Ms. Brown hints at the possibility of conspiracy:
The one thing that the shooter’s manifesto makes clear is that somebody out there wants a race war and that somebody wants both Christians and Muslims to bear the blame, even as decades of attacks against Christians””and Muslims””of all races have failed to spark this war. Somebody out there is confident that an attack on the right group of innocents will spark the conflagration, if only the proper trigger can be pulled.
Maybe that somebody is a person””or persons””with considerable economic and political power.
She concludes with this:
But that anybody, even for an instant, took this manifesto seriously as anything other than an effort to provoke violence? That is far more worrying than anything one might find in the manifesto itself.
Indeed, that’s all it was. And what’s more, it said so. Pace Ms. Brown, however, the manifesto did show a “single-minded clarity” in its statement of intent, and that alone. It stated very clearly that the purpose of the attack was to provoke a civil war — which, in the shooter’s imagination, would summon the avatars of the warrior heroes of the West, and would bathe this weak and corrupted world in purifying flame. All that blather about religion and The People’s Republic of China and Pope Urban was just froth and effervescence.

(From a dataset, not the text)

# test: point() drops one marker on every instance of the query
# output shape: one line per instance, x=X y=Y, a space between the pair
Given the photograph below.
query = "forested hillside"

Read Ms. Brown’s article here.
One Comment
I am pretty sure that this is likely to be the correct interpretation.
At the highest level, the strategy is not for any side to win (otherwise that would already have happened) – but to put both sides at each others throats in a low-level, sustained state for fear and resentment. Something like what existed in parts of Northern Ireland for about thirty years.
(Not actual war – that would be out-of-control; that will not be permitted – at least not deliberately.)
The strategy is to create an impossible situation by juxtaposing populations that cannot coexist (already done); then both to attack and to defend each side – eg simultaneous harrassment and immunity – making things structurally worse, while half-heartedly half-trying to diminish the adverse consequences.
Both sides feel under seige – persecuted (and are), both sides feel themselves to be the underdog (and are), both sides blame each other – that is the error.
Meanwhile those responsible smile down on the situation they have made, pulling occasional strings – like this one.